Facebook is coming to the VR world, and it’s going to be way different than your News Feed
When you use the Facebook-owned Oculus Rift VR headset that launches on March 28, you won’t find Facebook’s fingerprints anywhere. In its first iteration, the futuristic headset is mainly intended to be used with games.
There’s no Netflix, nor any Facebook integration to be found.
That doesn’t mean you won’t see Facebook in VR one day, of course.
As part of a behind-the-scenes look at the Rift’s development, Wired talked to Oculus VP of product Nate Mitchell about how Facebook integration was experimented with in early prototypes of the headset.
The Rift’s Home environment is where you select games and apps to open. It’s designed to make you feel like you’re lounging in the middle of a posh living room. And it’s in Home where the first ever VR integration of Facebook was tested — an early prototype of Home used photos from a user’s Facebook profile to adorn virtual picture frames hanging on the walls, according to Mitchell.
“We haven’t gone with any of that stuff for launch,” he told Wired, “but there’s a huge opportunity to bring people’s experience outside VR into VR, and we’re going to look to push the boundaries of that in the future.”

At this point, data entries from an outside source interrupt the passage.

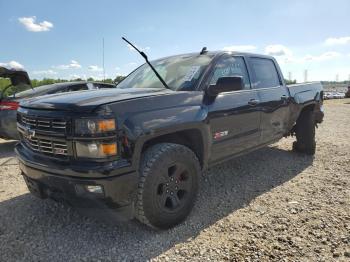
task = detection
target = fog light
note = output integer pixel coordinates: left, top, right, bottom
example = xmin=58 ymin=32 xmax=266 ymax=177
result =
xmin=85 ymin=185 xmax=103 ymax=194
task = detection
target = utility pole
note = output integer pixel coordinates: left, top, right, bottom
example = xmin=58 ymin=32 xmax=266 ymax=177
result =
xmin=304 ymin=69 xmax=308 ymax=82
xmin=102 ymin=37 xmax=106 ymax=82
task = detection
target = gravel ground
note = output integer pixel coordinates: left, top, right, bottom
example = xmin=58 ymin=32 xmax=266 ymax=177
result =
xmin=0 ymin=99 xmax=350 ymax=261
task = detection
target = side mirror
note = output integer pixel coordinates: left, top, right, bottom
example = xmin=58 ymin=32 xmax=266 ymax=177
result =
xmin=206 ymin=76 xmax=243 ymax=96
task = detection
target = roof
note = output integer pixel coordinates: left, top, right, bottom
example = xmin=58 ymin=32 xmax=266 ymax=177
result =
xmin=153 ymin=51 xmax=274 ymax=61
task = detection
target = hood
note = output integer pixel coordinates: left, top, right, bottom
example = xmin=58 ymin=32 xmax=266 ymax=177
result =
xmin=20 ymin=88 xmax=174 ymax=112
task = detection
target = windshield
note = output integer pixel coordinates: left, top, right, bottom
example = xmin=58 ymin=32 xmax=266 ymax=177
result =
xmin=117 ymin=55 xmax=213 ymax=91
xmin=15 ymin=84 xmax=56 ymax=98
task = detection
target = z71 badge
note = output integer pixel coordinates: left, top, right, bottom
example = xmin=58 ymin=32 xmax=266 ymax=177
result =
xmin=214 ymin=130 xmax=228 ymax=139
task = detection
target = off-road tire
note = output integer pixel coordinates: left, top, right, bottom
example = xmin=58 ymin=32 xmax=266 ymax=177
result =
xmin=135 ymin=143 xmax=201 ymax=229
xmin=293 ymin=110 xmax=316 ymax=155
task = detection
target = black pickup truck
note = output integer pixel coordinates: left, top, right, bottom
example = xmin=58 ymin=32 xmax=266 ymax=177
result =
xmin=15 ymin=50 xmax=323 ymax=229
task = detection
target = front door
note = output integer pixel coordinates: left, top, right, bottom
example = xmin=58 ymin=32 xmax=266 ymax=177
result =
xmin=208 ymin=55 xmax=260 ymax=162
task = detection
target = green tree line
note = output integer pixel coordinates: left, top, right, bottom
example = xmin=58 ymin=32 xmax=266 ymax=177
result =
xmin=0 ymin=76 xmax=125 ymax=95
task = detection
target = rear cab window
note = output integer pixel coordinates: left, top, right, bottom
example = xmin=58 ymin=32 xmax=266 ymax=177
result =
xmin=249 ymin=57 xmax=282 ymax=89
xmin=209 ymin=56 xmax=250 ymax=89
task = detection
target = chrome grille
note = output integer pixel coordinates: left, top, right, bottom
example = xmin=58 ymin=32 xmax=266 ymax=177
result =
xmin=23 ymin=136 xmax=68 ymax=156
xmin=19 ymin=114 xmax=67 ymax=133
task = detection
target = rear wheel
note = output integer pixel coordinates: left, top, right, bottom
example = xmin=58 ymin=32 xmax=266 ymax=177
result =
xmin=136 ymin=143 xmax=201 ymax=229
xmin=293 ymin=110 xmax=316 ymax=155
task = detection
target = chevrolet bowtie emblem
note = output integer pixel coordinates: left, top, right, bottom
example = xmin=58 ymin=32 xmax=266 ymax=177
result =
xmin=25 ymin=129 xmax=35 ymax=139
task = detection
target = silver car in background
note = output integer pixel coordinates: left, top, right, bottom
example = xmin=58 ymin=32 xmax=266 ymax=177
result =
xmin=0 ymin=67 xmax=116 ymax=140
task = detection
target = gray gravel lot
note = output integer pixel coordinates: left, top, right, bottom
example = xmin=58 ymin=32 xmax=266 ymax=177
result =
xmin=0 ymin=99 xmax=350 ymax=261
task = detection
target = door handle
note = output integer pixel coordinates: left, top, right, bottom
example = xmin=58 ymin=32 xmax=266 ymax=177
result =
xmin=248 ymin=99 xmax=260 ymax=106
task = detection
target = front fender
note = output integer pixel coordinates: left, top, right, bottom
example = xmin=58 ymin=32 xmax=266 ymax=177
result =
xmin=123 ymin=105 xmax=210 ymax=171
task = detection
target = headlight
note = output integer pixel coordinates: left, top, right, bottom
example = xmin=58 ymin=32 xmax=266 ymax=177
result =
xmin=75 ymin=141 xmax=117 ymax=158
xmin=75 ymin=119 xmax=116 ymax=135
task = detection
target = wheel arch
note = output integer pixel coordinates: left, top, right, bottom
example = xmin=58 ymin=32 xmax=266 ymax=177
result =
xmin=140 ymin=128 xmax=208 ymax=168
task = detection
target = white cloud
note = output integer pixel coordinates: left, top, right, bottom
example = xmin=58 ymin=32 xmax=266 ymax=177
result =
xmin=303 ymin=51 xmax=341 ymax=61
xmin=88 ymin=65 xmax=103 ymax=72
xmin=265 ymin=45 xmax=293 ymax=56
xmin=324 ymin=36 xmax=350 ymax=45
xmin=32 ymin=69 xmax=57 ymax=75
xmin=69 ymin=74 xmax=86 ymax=80
xmin=18 ymin=16 xmax=53 ymax=32
xmin=53 ymin=60 xmax=81 ymax=69
xmin=0 ymin=61 xmax=24 ymax=70
xmin=222 ymin=45 xmax=257 ymax=52
xmin=128 ymin=44 xmax=151 ymax=51
xmin=89 ymin=74 xmax=108 ymax=81
xmin=125 ymin=62 xmax=137 ymax=66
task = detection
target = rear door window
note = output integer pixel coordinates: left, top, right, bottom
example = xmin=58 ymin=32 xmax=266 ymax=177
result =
xmin=249 ymin=57 xmax=281 ymax=88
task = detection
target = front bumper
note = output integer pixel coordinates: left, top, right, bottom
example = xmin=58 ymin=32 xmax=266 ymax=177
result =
xmin=15 ymin=144 xmax=138 ymax=220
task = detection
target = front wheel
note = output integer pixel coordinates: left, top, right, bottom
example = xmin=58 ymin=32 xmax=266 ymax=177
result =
xmin=136 ymin=143 xmax=201 ymax=229
xmin=293 ymin=110 xmax=316 ymax=155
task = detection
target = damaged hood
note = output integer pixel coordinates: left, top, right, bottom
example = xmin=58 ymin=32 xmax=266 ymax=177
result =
xmin=20 ymin=88 xmax=174 ymax=112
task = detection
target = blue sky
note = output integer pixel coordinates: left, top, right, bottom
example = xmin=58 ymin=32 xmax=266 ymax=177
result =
xmin=0 ymin=0 xmax=350 ymax=81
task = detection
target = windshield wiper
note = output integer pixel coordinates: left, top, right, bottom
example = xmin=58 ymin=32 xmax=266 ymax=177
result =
xmin=0 ymin=84 xmax=12 ymax=102
xmin=122 ymin=37 xmax=170 ymax=89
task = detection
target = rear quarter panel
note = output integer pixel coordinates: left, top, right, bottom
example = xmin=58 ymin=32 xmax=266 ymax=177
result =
xmin=287 ymin=82 xmax=323 ymax=125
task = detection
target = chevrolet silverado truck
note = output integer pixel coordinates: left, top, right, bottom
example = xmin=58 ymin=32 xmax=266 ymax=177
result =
xmin=15 ymin=49 xmax=323 ymax=229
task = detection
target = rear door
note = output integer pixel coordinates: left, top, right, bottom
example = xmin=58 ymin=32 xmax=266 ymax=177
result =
xmin=208 ymin=55 xmax=260 ymax=162
xmin=249 ymin=57 xmax=290 ymax=143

So expect Facebook to show up in the Rift’s Home environment eventually. CEO Mark Zuckerberg has talked about Facebook’s prospects for VR at length since the social network bought Oculus for $2 billion two years ago.
Zuckerberg clearly sees VR as what could potentially be the future of how people interact on Facebook. “You are playing Ping Pong or interacting with someone and the technology needs to be fast enough so that when you do something, it triggers and sends that action all the way across the Internet to someone else,” he recently said.